Pero el expresidente ya no podía agradecer el gesto: el alzhéimer ya le había alejado de la vida pública años antes. Su última aparición, en 2003, fue para apoyar la candidatura de su hijo en Castilla La Mancha, que no consiguió ganar.

Ya en 2005, según reveló la familia, Suárez era incapaz siquiera de recordar que había sido presidente del Gobierno. En 2008 el rey visitó al que fuera su socio en la Transición, encuentro del que trascendió esta imagen, sin mostrar sus rostros, tomada por su hijo.

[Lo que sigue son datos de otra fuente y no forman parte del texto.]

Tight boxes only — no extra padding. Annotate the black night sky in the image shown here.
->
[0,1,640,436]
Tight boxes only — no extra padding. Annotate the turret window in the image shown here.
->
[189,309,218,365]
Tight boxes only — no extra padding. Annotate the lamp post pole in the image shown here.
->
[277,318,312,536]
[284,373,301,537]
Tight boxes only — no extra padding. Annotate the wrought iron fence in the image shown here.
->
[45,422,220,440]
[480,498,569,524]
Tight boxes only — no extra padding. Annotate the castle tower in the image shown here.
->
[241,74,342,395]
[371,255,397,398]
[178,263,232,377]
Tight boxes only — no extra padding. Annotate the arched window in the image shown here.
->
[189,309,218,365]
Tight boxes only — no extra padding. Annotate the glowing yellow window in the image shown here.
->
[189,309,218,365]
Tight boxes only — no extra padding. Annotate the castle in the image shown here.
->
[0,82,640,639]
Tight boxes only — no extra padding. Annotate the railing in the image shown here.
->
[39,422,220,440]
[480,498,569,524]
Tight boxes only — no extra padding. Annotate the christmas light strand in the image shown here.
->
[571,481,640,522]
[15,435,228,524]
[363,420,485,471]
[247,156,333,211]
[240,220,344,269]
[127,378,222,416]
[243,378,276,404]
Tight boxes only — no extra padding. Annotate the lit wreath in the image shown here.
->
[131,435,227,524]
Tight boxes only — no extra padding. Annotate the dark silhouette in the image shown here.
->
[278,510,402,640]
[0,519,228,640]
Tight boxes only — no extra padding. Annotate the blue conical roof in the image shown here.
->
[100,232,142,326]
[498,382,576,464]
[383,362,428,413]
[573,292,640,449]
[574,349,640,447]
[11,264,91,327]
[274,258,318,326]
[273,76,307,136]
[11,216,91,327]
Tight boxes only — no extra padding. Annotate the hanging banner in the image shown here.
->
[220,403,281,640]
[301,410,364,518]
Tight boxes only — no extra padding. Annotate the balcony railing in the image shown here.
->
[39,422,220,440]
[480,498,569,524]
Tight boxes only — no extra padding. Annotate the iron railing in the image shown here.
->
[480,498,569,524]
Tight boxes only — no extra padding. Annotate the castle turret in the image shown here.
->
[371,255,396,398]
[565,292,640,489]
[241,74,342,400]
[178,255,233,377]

Del carisma a las luchas, de las críticas al olvido. Y, tras su muerte, como suele suceder, al homenaje. Suárez ha sido historia política fundamental del país, pero llevaba tiempo sin poder recordarlo. Casi tanto tiempo como, en silencio, se ha ido reconociendo su figura.

Herencia franquista, brevedad en el cargo, un partido inestable, enemigos por doquier, un golpe de Estado y enfermedades y muerte a su alrededor ¿Puede alguien convertirse en el mayor símbolo político del país con esos condicionantes? En España es posible idolatrar como padre de la democracia a un cachorro del régimen, olvidarlo años después y ensalzarlo después de muerto.

Al final el rey, que había sido su amigo y que luego dejó de serlo, le ha sobrevivido. También Tejero. Y, como él dijo desear en su discurso de dimisión, también la democracia.